The plan, as outlined by Cartwright and Stanley is very short on details and seems to be very much like any corporate training session about tolerance for diversity in the workplace, that most of us have had to sit through. Commanders will be provided with "tool kits" consisting of Power Point presentations and "vignettes". The training is expected to begin next week and continue for ninety days. In response to specific questions about potential personnel problems, the two gave no specifics on how discrimination complaints might be handled, Stanley said there are "Already behavior and conduct standards out there... the standards are still valid."
There will be no protected class status and nothing specifically protecting gays and lesbians in the DoD's personnel policy. The two kept saying throughout that they would follow all legal guidelines. When pressed about the fact that there are no legal federal protections for gays, lesbians and bisexuals, the standard response was that all military personnel will be treated with equal respect.

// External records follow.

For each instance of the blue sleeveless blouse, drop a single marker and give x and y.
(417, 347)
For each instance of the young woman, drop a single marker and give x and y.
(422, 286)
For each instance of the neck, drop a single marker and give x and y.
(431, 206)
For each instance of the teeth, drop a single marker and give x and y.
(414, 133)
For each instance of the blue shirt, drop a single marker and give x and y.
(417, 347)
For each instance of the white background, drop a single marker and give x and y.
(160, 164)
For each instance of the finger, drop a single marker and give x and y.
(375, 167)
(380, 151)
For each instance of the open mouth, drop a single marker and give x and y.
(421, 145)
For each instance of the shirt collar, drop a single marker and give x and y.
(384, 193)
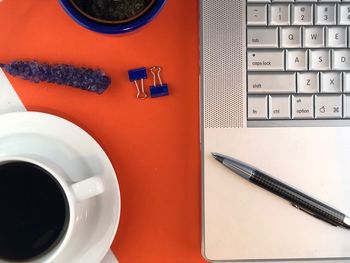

A few specifics that came out at the press conference are that there will be no change in benefits or housing policies. Due to DOMA, there will be no recognition of legally married gay and lesbian couples or those in domestic partnerships or civil unions, for the purposes of housing, transfers, insurance or other benefits typically afforded to straight married personnel.
A reporter pointed out that there had not been any dismissals under DADT in the last ninety days and asked if this meant that a moratorium is in effect. Stanley clarified that there will be no moratorium on dismissals pending final implementation of repeal.
When pressed by reporters, he admitted that DADT dismissals currently under review could still result in separation from the armed forces. Stanley said that the process is more specific now on a case by case basis. He added that he was not saying there won't be more discharges, but said "there's just an extra level of review. It takes more time." He said that discharges are still possible, but gave no details on what the circumstances might be.
The proposed time line calls for training to begin in February and to continue for about 90 days. At that time, the certification process can begin, when Gates and Mullen are expected to sign off on repeal once they are satisfied that there will be no adverse effects to military preparedness or morale. After that, the president will sign off, then there will be a 60 day waiting period until full repeal. In the best case scenario, we could see full repeal by the end of the summer, however Cartwright and Stanley would not commit to specifics.